If no, then the tax is exceptionally regressive.

2. Assuming yes, the rate would have to be very high to generate enough revenue to sustain government - and it would still be regressive.

3. And if you want to keep such a tax low, what services are you going to do without?

4. And do you end up with a fiscal model like the one which helped create the great depression?

This would only hold true if the assumption that someone making more money isn't spending more money. If that were the case, you wouldn't see so many high income earners filing for bankruptcy...........

Thanks JP for the business mileage tax tip and I have a question for you.

I work out of the house in medical sales and I was told that I now count mileage from the time I leave the house until I return to the house (or stop for personal reasons somewhere else). In the past, I have counted mileage from my first sales call to the house. In your reading the of the code, which way is correct?

elmassuave
02-08-2011, 10:30 PM
The IRS does not allow a deduction for the costs of commuting from home to work and back, however, it does allow a deduction for getting from one workplace to another. So, it is my understanding, if you start your workday in your home office by making a few calls and then drive to your first sales site, you are now driving “from one workplace to another.” Therefore, trips from your home office to your sales sites and back will qualify as business mileage. You may know that business mileage must be supported by written documentation (with a backup written log) of where you went and how many business miles you traveled. Trips to the bank and post office also qualify as business mileage if documented.

judas_priest
03-05-2011, 11:12 PM
I'll have an answer to this up in a couple of days.



This would only hold true if the assumption that someone making more money isn't spending more money. If that were the case, you wouldn't see so many high income earners filing for bankruptcy...........

Thanks JP for the business mileage tax tip and I have a question for you.

I work out of the house in medical sales and I was told that I now count mileage from the time I leave the house until I return to the house (or stop for personal reasons somewhere else). In the past, I have counted mileage from my first sales call to the house. In your reading the of the code, which way is correct?

judas_priest
03-07-2011, 11:11 PM
See new post. I'll have more later


This would only hold true if the assumption that someone making more money isn't spending more money. If that were the case, you wouldn't see so many high income earners filing for bankruptcy...........
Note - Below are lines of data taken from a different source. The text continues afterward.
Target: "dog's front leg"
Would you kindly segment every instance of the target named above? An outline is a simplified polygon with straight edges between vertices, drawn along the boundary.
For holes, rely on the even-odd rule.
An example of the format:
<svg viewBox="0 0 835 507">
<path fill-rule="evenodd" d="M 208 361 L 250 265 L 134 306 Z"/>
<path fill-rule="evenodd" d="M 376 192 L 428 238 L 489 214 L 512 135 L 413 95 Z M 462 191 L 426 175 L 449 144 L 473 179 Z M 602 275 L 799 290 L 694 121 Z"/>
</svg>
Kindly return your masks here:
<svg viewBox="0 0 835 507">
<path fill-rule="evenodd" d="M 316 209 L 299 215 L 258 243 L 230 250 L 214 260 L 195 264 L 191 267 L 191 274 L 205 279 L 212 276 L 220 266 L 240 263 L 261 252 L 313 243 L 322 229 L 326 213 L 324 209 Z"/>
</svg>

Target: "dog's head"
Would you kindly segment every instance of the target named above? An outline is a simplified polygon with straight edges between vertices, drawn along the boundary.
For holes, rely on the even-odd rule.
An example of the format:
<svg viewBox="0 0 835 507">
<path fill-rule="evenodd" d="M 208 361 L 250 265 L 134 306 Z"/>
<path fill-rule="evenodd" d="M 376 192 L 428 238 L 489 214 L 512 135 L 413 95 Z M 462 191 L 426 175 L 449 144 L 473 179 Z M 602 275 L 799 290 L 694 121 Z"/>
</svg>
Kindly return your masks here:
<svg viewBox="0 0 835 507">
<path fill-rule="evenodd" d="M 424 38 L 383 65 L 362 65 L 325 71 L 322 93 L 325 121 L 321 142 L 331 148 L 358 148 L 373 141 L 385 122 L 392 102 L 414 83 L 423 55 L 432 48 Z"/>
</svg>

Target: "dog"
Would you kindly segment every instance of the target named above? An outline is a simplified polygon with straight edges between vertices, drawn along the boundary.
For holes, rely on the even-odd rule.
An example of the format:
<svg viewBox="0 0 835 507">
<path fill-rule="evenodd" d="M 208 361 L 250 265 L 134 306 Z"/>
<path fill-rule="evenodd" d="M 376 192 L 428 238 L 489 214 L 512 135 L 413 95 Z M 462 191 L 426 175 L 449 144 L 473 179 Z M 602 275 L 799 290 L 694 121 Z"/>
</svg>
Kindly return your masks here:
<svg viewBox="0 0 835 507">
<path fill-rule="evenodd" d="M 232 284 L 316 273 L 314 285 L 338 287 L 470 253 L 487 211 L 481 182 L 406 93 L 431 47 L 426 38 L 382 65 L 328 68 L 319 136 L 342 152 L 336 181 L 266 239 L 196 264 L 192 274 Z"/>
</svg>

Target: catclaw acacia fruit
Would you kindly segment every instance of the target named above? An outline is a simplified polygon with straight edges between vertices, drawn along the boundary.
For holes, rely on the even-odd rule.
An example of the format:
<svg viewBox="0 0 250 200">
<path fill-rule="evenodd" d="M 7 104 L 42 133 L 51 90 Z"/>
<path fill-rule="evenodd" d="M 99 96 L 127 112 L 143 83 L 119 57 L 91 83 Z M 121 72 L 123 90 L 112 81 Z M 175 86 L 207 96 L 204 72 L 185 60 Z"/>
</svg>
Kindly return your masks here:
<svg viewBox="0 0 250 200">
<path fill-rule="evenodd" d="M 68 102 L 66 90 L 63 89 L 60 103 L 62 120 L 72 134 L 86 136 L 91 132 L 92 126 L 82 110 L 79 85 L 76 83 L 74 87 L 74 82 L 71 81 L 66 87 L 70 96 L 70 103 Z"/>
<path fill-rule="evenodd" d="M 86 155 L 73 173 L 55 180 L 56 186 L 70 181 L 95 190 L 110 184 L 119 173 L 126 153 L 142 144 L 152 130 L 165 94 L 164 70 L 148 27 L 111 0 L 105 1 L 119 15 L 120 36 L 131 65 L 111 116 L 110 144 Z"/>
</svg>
Thanks JP for the business mileage tax tip and I have a question for you.

I work out of the house in medical sales and I was told that I now count mileage from the time I leave the house until I return to the house (or stop for personal reasons somewhere else). In the past, I have counted mileage from my first sales call to the house. In your reading the of the code, which way is correct?

judas_priest
03-07-2011, 11:17 PM
The IRS does not allow a deduction for the costs of commuting from home to work and back, however, it does allow a deduction for getting from one workplace to another. So, it is my understanding, if you start your workday in your home office by making a few calls and then drive to your first sales site, you are now driving “from one workplace to another.” Therefore, trips from your home office to your sales sites and back will qualify as business mileage. You may know that business mileage must be supported by written documentation (with a backup written log) of where you went and how many business miles you traveled. Trips to the bank and post office also qualify as business mileage if documented.

Unfortunately, your understanding could get you into trouble. Making the first call of the day from your home office is not necessary, but having a proper home office is. This means, for most people, have an area exclusively devoted to business. The subject is sufficiently complex that a complete answer would run far longer than anybody but those with an immediate interest could tolerate. The test is slightly easier for those who are self-employed than for employees, but for those who meet the conditions to be a "statutory employee" they have the same tests as for self-employed. Apenland01 might fall into that category.